Содержание этой беседы я не узнал, так как лейтенантша, выйдя проводить умученную мотоциклом женщину, а также друзей животных, спросила угрюмого человека и меня, что заботит нас.

– Справка о благонадежности, – сказал угрюмый сотрудник. Тогда лейтенантша предложила ему для начала подать ей данные о себе в письменном виде, и если у него, кроме этого, нет вопросов, добавила она, то я могу подойти к ее столу вместе с ним.

Угрюмого сотрудника лейтенантша внесла в толстую книгу, сделав это очень быстро. И я лишь мельком подумал, что мне светящееся табло не проурчало. Разве здесь последний не признается следующим?

Служащая помешала мне заняться этим крамольным вопросом. Мое дело, сказала она радостно, считается самым простым из всех подлежащих ее ведению дел. Две подписи, две печати, двойной налог, и мы сможем покинуть полицейский участок. Она не сказала, но в тоне ее слышалось, как страстно желала она поскорее выйти из здания полиции. Ее хозяйственная сумка стояла наготове, связка ключей с печатью лежала рядом.
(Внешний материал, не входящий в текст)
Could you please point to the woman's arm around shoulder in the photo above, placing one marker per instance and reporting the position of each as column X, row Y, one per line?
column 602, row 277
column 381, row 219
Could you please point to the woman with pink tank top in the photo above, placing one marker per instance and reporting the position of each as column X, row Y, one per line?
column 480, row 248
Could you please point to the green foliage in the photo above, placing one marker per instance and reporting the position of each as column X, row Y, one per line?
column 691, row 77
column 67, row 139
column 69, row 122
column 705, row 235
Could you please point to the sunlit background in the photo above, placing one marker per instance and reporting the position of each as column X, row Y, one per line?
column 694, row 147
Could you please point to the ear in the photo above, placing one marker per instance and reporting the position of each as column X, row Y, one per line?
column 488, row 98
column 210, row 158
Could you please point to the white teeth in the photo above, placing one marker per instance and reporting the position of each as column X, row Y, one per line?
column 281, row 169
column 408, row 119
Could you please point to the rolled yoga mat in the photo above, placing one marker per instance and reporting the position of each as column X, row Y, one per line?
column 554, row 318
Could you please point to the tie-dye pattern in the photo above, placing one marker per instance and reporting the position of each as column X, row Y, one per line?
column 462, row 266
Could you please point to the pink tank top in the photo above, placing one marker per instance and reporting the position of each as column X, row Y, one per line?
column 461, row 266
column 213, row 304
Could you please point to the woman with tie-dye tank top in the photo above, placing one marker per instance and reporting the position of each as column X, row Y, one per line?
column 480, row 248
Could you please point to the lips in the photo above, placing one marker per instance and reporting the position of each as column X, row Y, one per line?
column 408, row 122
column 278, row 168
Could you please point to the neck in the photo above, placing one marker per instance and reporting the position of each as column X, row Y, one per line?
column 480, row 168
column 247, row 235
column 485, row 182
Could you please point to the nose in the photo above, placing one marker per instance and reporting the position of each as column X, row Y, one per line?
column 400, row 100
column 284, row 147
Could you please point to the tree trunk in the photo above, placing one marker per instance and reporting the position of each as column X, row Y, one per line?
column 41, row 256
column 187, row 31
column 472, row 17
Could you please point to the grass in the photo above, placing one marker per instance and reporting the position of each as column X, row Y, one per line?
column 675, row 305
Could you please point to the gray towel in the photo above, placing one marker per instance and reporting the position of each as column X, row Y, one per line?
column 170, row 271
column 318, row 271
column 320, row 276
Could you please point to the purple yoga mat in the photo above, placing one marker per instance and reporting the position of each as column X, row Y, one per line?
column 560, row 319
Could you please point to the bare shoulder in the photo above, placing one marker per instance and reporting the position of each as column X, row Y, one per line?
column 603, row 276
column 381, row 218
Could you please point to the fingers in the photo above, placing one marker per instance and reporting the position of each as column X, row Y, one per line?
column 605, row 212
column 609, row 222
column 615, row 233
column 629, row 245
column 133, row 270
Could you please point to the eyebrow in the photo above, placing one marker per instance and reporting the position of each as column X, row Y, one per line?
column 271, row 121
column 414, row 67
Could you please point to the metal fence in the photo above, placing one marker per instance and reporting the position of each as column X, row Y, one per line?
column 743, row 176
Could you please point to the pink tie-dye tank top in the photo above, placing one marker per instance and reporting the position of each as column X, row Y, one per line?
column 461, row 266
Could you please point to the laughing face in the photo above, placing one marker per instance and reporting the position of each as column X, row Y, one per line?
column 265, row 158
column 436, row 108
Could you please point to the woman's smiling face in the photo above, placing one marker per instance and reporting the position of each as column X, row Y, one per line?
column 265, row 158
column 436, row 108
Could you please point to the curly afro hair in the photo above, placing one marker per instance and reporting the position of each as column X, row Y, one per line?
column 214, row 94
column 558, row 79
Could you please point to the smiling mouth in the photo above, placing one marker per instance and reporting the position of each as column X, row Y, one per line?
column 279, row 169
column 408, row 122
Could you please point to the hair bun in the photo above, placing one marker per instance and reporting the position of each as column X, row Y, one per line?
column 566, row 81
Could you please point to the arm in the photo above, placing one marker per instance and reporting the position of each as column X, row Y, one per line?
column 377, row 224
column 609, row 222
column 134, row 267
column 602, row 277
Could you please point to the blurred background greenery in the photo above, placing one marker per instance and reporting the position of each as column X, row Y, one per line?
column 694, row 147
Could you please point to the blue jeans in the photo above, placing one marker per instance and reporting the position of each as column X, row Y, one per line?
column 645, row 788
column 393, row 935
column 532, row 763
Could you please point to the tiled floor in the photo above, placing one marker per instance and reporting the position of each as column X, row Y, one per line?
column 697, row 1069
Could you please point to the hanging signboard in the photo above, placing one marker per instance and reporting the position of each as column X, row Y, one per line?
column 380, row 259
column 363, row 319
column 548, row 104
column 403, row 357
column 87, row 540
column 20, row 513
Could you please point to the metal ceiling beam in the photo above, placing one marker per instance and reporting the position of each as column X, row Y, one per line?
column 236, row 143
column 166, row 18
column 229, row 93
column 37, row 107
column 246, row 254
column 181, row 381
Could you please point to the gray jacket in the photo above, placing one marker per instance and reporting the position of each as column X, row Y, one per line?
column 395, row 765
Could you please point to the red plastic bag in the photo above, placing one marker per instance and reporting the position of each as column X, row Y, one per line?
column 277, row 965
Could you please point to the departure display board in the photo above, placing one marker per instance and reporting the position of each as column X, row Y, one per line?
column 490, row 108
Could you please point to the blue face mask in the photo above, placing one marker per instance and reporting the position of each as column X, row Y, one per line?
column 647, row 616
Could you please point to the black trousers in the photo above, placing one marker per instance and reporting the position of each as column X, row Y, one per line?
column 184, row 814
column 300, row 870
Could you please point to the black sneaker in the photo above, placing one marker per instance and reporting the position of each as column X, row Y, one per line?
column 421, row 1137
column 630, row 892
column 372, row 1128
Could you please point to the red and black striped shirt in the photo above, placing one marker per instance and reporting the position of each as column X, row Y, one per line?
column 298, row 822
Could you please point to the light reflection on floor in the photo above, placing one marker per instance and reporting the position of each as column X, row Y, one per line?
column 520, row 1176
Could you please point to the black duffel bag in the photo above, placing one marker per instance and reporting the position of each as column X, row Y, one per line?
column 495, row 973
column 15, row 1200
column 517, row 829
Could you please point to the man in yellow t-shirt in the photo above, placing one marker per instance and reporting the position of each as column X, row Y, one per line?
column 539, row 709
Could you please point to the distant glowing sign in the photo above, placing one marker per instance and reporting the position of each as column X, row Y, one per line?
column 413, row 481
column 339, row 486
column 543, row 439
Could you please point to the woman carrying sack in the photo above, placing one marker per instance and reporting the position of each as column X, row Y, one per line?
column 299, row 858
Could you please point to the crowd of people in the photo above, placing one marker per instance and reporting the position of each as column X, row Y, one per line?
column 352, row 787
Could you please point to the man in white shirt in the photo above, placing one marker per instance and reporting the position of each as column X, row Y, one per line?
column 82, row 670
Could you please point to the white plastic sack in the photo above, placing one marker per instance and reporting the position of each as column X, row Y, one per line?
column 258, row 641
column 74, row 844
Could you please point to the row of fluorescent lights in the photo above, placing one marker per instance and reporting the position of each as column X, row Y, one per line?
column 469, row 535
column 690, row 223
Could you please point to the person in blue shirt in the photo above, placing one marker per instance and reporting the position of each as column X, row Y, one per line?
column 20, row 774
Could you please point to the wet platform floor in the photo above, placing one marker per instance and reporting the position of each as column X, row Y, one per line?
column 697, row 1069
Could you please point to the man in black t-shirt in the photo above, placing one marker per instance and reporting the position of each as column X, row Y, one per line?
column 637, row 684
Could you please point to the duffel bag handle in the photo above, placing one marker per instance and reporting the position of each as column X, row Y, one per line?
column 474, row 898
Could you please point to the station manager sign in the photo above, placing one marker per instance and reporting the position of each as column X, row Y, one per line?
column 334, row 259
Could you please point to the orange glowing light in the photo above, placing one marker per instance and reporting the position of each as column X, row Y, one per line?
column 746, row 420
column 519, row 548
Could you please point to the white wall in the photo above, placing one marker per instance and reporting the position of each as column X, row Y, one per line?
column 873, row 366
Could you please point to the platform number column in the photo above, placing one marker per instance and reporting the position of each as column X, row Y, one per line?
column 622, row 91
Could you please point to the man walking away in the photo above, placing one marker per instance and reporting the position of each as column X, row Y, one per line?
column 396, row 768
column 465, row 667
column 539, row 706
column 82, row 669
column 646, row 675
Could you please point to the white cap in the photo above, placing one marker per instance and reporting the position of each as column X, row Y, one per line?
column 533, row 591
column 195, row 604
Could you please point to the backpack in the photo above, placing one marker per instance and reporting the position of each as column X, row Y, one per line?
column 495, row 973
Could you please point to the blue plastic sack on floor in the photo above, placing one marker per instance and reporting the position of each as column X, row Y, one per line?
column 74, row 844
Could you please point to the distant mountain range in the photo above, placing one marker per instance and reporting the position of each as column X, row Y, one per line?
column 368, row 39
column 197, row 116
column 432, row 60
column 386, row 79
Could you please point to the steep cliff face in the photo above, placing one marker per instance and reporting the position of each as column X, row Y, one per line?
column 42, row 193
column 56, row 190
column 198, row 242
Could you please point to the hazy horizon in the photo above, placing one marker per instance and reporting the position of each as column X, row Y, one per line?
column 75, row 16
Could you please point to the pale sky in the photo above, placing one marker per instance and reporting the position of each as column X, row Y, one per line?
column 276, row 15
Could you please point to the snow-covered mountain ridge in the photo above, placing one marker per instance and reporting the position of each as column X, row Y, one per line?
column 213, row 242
Лейтенантша взяла у меня листки и мое удостоверение личности. Она бегло проверила, соответствует ли мой адрес в одном документе адресу в другом, и, подписывая документ, легонько постукивала левым указательным пальцем по пустой строке – мотив приглашения.

Тут я опять вспомнил то, что на время выпустил из виду, и сказал смущенно:

– Н-да, знаете ли, это две учительницы из Казани, и как иной раз получается, особенно если тебя вечером обдувает летний ветер, да еще под небесами, что простираются до стран Леванта...

Лейтенантша наклеила гербовые марки, поставила печати на бледно-голубые документы, взяла у меня деньги и вернула мне бумаги со словами:

– Мотив приглашения внесете сами, вы же в конце-то концов знаете, какие у вас мотивы.

Взяв связку ключей, она хотела уже нас выпроводить. Но я попросил ее специально для меня, чтобы мне легче было уйти, еще раз включить табло над дверью – это, мол, благотворно действует на зрение и слух. Лейтенантша, правда, смерила меня – ого, каким! – взглядом, но положила усталую руку на кнопку, и когда я с заверенными документами, которые, подумать только, имел право оформить окончательно по собственному усмотрению, переступил порог, над моей головой раздалась скорее барабанная дробь, чем урчание, и свет оттуда лился небесно-голубой. Все звучало и сияло так, как положено, когда человек первый, Первый, Первый, и тут сотрудник Комитета методов и способов заторопился вниз по лестнице.

Меня это вполне устраивало, ибо он не производил впечатления смельчака, чтобы выслушать меня и понять мои предчувствия, к тому же он был, видимо, слишком углублен в себя после других бесед. Впрочем, в подобное мгновение своей жизни лучше оставаться одному. Круг ожидающих сократился до точки, и этой точкой был я. Я был очевидцем некоего конца, а может быть – начала. У меня было тому письменное подтверждение. Оно было у меня в том смысле, что я обладал двумя парами печатных двоеточий, за которыми следовала пустота. У меня в руках были официальные документы, подписанные и скрепленные печатью, возможность поразмыслить над ними кружила мне голову куда сильнее, чем сумасшедшая гонка вокруг зияющего карьера. Безбрежная и бездонная пропасть разверзлась на моем документе. Всасывающая вселенская расщелина, способная с чавканьем поглотить весь мир земной между здешним краем и Астраханью, вкупе со всеми живыми существами, включая людей и саламандр. Незаполненный официальный бланк был тем зверем, что пожирает самого себя. Это был конец.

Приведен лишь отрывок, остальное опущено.